Chi ha vissuto l’incubo della Guerra fredda, e ha attraversato anche solo in parte i decenni dai ’50 agli ’80, con i timori per una possibile – e sempre imminente – apocalisse atomica, ricorderà il sollievo provato durante la presidenza di Mikhail Gorbaciov, il presidente che dal 1985 avviò il processo di cambiamento poi definito ‘Perestrojka’. Una radicale trasformazione della società e del Paese, un nuovo sistema di pensiero che chiuse virtualmente la Guerra fredda e arrestò la corsa agli armamenti.
Alla galleria spazzapan, Vladimir Shabalin ripropone gli artisti ospitati nella sua galleria-bunker
Diventato indelebile nella memoria collettiva, il periodo della ‘ricostruzione’ (questa la traduzione letteraria del termine russo), affiancato dalla cosiddetta glasnost (‘trasparenza’) è al centro di un’esposizione – la prima in Italia sull’argomento, preceduta nel 2009 da una piccola mostra a Venezia, ‘Back in the Ussr. Gli eredi dell’arte non ufficiale’ – organizzata dall’Erpac nella Galleria Spazzapan di Gradisca d’Isonzo.
Da sabato 2, ‘Goodbye Perestrojka’ ripercorre quello straordinario momento di entusiasmo politico e creativo attraverso cento opere di pittura, grafica, scultura di artisti dell’ex Unione Sovietica. “In pochi mesi, grazie alla Perestrojka, tutto ciò che era sovietico divenne di mo-da a livello globale – ricorda nel catalogo della mostra Yuliya Lebedeva, curatrice del Museum ‘Other Art’ a Mosca – La Glasnost annunciata da Gorbaciov alimentava la speranza che si potesse non sussurrare, ma esprimere apertamente la propria opinione. I simboli pomposi del regime, che fino a poco prima suscitavano solo una stanca irritazione, associati al rinnovamento conobbero un’autentica rinascita e si trasformarono in souvenir”.

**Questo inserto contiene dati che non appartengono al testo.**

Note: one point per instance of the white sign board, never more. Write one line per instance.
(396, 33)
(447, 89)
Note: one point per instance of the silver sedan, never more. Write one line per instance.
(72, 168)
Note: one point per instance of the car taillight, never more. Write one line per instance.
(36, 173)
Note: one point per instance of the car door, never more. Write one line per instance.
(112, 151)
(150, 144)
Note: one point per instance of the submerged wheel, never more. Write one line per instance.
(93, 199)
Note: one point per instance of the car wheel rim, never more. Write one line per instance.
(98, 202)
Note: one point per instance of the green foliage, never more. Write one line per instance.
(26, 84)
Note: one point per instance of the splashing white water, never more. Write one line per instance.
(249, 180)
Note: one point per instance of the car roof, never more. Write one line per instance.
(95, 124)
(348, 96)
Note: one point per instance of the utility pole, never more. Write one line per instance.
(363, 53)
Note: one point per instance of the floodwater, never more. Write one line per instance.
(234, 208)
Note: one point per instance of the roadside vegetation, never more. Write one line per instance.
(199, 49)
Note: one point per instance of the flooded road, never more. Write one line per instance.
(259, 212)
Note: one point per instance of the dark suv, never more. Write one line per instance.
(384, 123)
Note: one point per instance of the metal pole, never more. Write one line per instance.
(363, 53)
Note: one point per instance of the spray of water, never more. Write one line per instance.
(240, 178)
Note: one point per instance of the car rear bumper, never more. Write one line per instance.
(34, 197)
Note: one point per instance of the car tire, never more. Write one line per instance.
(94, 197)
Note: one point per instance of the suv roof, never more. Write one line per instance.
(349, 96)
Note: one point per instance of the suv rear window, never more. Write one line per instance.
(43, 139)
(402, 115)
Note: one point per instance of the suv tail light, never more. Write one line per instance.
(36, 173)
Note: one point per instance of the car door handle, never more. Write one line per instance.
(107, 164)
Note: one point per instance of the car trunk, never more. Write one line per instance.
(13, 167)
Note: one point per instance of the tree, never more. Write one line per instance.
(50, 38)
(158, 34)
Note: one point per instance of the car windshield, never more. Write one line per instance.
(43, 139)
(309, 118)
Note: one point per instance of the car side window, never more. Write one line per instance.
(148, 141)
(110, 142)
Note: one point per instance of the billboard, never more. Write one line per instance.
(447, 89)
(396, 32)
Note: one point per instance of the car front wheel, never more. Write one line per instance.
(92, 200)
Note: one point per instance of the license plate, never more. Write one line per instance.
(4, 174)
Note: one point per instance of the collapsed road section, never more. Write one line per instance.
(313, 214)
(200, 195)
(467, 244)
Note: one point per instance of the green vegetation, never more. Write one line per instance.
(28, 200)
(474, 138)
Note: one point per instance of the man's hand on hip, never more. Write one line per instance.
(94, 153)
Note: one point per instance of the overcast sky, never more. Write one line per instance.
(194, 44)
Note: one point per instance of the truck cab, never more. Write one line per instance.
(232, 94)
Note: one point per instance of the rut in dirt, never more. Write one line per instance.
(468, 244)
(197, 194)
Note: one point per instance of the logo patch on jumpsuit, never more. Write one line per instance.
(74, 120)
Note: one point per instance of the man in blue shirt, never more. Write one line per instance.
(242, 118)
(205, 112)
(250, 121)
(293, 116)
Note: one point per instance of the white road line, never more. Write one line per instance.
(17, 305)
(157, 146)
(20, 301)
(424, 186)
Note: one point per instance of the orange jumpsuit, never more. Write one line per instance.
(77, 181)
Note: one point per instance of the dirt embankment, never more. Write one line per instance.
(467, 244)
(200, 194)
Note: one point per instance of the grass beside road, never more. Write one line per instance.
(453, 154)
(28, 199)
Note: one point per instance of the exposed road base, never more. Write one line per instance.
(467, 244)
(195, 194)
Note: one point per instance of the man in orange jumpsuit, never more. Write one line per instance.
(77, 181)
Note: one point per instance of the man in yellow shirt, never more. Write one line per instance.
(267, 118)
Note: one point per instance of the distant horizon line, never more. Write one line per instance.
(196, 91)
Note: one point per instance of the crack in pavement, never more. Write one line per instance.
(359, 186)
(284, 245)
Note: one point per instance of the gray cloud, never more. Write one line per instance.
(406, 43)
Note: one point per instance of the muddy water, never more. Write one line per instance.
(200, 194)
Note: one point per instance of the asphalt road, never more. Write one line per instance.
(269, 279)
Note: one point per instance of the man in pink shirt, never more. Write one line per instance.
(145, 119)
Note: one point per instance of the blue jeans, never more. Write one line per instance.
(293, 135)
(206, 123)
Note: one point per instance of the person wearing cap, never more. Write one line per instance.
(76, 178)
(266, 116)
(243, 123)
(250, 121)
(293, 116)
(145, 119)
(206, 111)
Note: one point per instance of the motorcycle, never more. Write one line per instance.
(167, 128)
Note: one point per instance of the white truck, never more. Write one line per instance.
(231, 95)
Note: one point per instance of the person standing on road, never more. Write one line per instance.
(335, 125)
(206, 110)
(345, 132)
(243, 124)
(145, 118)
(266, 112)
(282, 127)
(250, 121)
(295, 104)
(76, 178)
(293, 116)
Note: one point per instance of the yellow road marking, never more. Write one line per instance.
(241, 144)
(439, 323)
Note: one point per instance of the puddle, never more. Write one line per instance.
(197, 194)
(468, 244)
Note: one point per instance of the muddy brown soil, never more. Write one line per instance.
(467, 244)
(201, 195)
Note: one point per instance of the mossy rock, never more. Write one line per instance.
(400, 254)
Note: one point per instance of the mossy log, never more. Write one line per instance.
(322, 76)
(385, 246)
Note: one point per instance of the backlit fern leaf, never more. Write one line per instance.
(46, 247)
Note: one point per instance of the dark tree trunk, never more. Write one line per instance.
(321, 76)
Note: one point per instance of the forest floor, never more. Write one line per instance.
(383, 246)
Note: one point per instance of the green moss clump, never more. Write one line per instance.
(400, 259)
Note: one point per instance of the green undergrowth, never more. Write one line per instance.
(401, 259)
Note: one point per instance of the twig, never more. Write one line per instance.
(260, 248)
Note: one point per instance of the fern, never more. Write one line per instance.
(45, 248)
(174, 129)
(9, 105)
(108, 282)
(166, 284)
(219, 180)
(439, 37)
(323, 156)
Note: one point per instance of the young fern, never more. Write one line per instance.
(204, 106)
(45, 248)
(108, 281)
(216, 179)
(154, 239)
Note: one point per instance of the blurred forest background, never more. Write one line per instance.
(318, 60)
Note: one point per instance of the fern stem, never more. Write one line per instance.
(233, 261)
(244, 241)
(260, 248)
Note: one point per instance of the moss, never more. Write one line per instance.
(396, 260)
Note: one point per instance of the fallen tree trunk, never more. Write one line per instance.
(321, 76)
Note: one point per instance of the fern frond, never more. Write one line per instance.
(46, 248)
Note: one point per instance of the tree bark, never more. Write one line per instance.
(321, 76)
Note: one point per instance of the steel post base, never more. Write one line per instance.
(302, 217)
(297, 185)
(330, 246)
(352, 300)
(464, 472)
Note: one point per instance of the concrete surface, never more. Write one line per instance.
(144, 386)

‘Goodbye Perestrojka’ è curata da Vladislav Shabalin, artista e intellettuale, friulano di adozione, che dal 1988 diresse ‘Avangard’, un bunker convertito in galleria d’arte a Donesk, nella regione del Donbass, la più orientale dell’Ucraina, una delle meno pacificate dopo la dissoluzione dell’Urss. Nel 1986, Shabalin aprì le porte del suo rifugio antiaereo a un’onda creativa di artisti che, privi di ogni velleità propagandistica, erano assetati di nuovi linguaggi. La sua galleria sotterranea rivive nell’allestimento di Gradisca con opere del periodo 1988-1991, tutte legate una all’altra, provenienti da collezioni private austriache, israeliane e italiane.
Tra le opere – in parte già presenti a Gradisca – sono presenti il surrealismo grottesco di Shabalin, le ‘contaminazioni’ di Kalcenko, Cernik, Olimpiu, i lavori di Barannik, Bocharov e Belikova (che attinge a leggende popolari), Etenko e Manuilov, compresi pezzi del periodo pre-Perestrojka dal 1983 e di quello successivo, fino al 1999.